Hackers are becoming very good at identifying which data are most precious to institutions and milking them for as much money as possible, Callow said.
Criminals spend an average of 56 days snooping around compromised networks looking for the most valuable information they can find, according to Emsisoft research. Sometimes the criminals might find a compromising picture or information that can be used to blackmail individuals, said Callow.
In ransomware attacks on colleges, there is the troubling potential for hackers to get their hands on very sensitive information such as medical histories or sexual assault complaints and use this against students, Callow said.
In recent weeks, several colleges have experienced network outages as the result of cyberattacks. Classes at institutions including the University of Texas at El Paso and Central Piedmont Community College were disrupted. Very little has been shared about the nature of these attacks, so it is not yet clear whether these attacks involved ransomware, nor whether they were connected.
Millersville University, which was also the victim of a cyberattack earlier this month, recently found some of its data had been shared on the dark web by hackers. The contents of that zip file, a sample of which was sent to Inside Higher Ed by a source who asked to remain anonymous, were not encrypted. They included documents such as hiring contracts and W-4 tax certificates for student staff.
A spokeswoman for Millersville University said that the "very few" individuals affected had been notified. She added that the university had not received any ransom requests.

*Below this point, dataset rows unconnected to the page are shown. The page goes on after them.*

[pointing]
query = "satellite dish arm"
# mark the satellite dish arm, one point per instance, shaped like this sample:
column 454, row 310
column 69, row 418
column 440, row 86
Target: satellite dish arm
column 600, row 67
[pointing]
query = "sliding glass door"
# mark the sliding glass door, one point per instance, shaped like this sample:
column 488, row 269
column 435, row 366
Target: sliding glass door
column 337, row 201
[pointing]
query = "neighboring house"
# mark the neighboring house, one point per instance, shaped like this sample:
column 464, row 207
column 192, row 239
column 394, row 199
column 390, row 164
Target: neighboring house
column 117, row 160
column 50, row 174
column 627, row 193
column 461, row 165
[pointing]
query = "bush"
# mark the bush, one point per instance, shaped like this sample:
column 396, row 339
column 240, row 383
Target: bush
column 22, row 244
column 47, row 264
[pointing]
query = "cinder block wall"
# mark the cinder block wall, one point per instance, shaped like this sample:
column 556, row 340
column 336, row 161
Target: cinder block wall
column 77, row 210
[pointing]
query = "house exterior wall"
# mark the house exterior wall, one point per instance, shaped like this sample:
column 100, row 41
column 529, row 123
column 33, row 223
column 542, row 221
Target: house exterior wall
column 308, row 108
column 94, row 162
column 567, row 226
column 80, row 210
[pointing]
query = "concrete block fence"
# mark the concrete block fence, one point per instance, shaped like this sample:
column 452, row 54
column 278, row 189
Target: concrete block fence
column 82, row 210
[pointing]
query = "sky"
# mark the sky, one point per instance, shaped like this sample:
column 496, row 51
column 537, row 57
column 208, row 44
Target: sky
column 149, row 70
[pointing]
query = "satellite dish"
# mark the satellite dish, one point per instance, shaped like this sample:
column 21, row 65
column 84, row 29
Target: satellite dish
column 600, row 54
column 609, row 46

But that could change, Callow said. It is not unusual for criminals to share a small selection of the data they stole just to prove they have valuable information. Then they can demand payment in exchange for not releasing the rest.

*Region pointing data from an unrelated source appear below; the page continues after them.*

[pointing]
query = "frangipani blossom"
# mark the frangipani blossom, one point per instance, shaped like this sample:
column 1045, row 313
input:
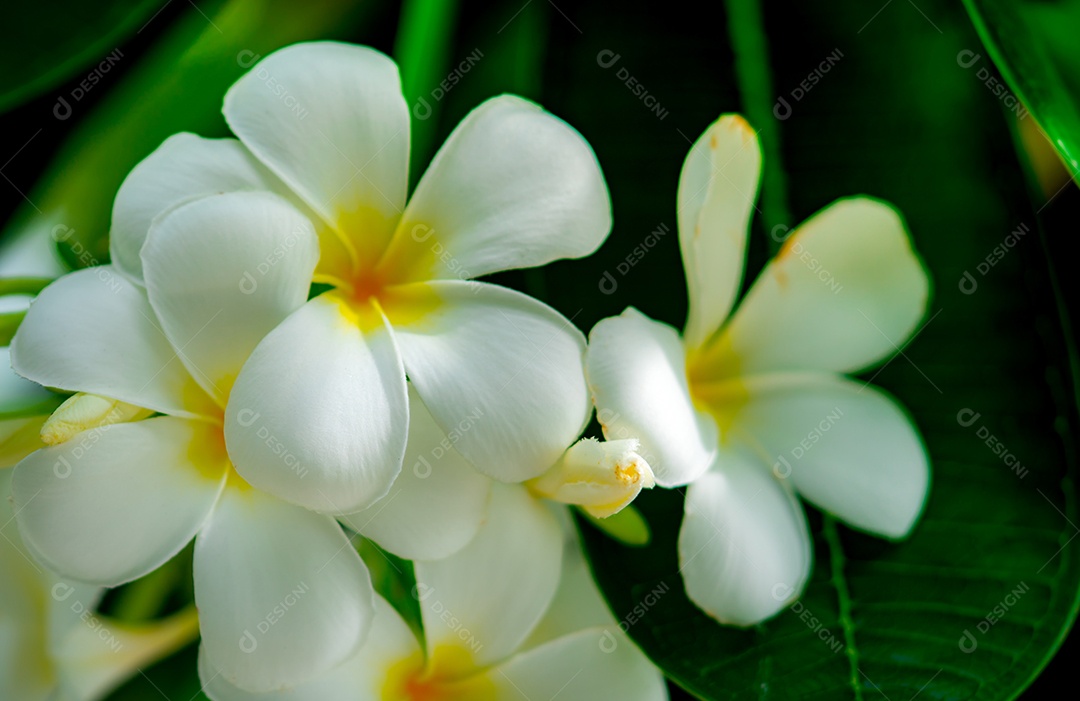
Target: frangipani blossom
column 440, row 500
column 53, row 646
column 751, row 406
column 116, row 500
column 514, row 616
column 325, row 125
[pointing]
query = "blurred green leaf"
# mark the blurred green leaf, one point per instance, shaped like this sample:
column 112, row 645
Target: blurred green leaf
column 979, row 598
column 422, row 50
column 178, row 85
column 52, row 42
column 1035, row 46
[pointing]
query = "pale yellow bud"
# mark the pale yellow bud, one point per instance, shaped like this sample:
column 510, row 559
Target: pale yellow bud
column 83, row 412
column 602, row 477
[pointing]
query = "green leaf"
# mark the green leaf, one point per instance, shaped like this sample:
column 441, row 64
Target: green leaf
column 177, row 85
column 422, row 51
column 52, row 42
column 1035, row 48
column 979, row 598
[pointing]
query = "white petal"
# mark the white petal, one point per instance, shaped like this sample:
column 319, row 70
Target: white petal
column 18, row 394
column 329, row 119
column 223, row 272
column 436, row 502
column 847, row 446
column 115, row 503
column 390, row 646
column 716, row 193
column 121, row 351
column 845, row 292
column 637, row 376
column 282, row 595
column 592, row 663
column 513, row 187
column 500, row 371
column 578, row 603
column 184, row 167
column 319, row 415
column 487, row 597
column 744, row 550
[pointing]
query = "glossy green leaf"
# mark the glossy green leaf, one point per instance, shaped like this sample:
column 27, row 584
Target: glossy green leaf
column 52, row 42
column 1035, row 46
column 979, row 598
column 178, row 85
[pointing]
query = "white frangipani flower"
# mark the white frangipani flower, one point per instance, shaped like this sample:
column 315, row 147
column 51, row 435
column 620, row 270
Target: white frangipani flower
column 513, row 616
column 325, row 124
column 116, row 500
column 751, row 406
column 440, row 500
column 53, row 646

The Millersville University cyberattack was a case of unfortunate timing, the university's president, Daniel Wubah, said in an email to campus. The university was in the process of implementing multifactor authentication and moving many “mission-critical” resources to the cloud when the cyberattack occurred.
“The initiatives that begun are being incorporated into the network restoration process and other enhanced security protocols that meet or exceed industry standards and best practices,” Wubah said.

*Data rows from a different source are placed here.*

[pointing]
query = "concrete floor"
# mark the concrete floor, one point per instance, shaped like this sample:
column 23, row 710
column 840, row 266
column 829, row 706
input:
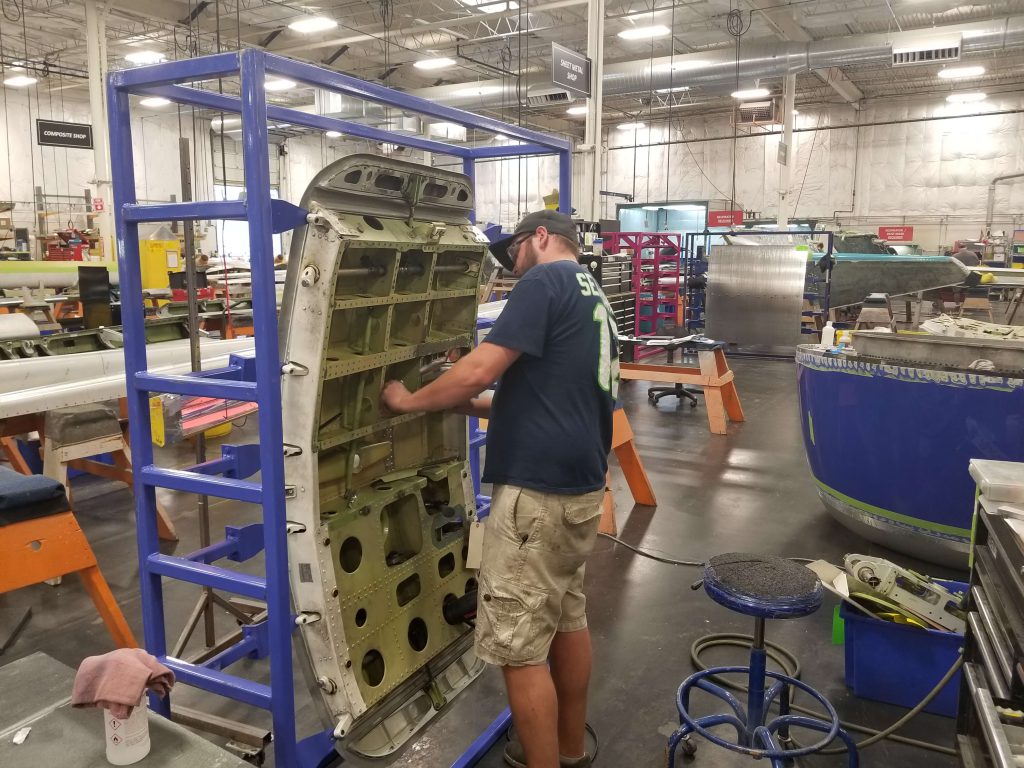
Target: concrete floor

What can colleges, their employees and students do to minimize the threat?
Colleges can use encryption to make it difficult for hackers to decipher any information they gain access to, said Louie. They can also ensure that access to critical operations such as payrolls and student records is tightly controlled.
These steps are not fail-safes. Humans make mistakes and encryption techniques can quickly become outdated and easy to crack. But they are useful deterrents, said Louie.
"It's like in the old days when people put a club on their steering wheel so people couldn't steal their car," said Louie. "Criminals know that all you have to do is cut the steering wheel and pull off the club. But maybe it's just easier to break into the next car that doesn't have one."
While the threat of well-resourced foreign agencies trying to get their hands on research information and intellectual property is very real, many cyberattacks are carried out by much less sophisticated and less well-financed actors, Louie said.
As colleges face an increasing threat, security experts agree that extra care needs to be taken to button down everything. Multifactor authentication, keeping software updated and training employees to spot phishing attempts are important, but colleges and universities also need more funding to support information sharing on cyberthreats, Louie said.
“We need to do more to support our higher education institutions, because they are prime targets,” Louie said. “The threat is increasing, not decreasing.”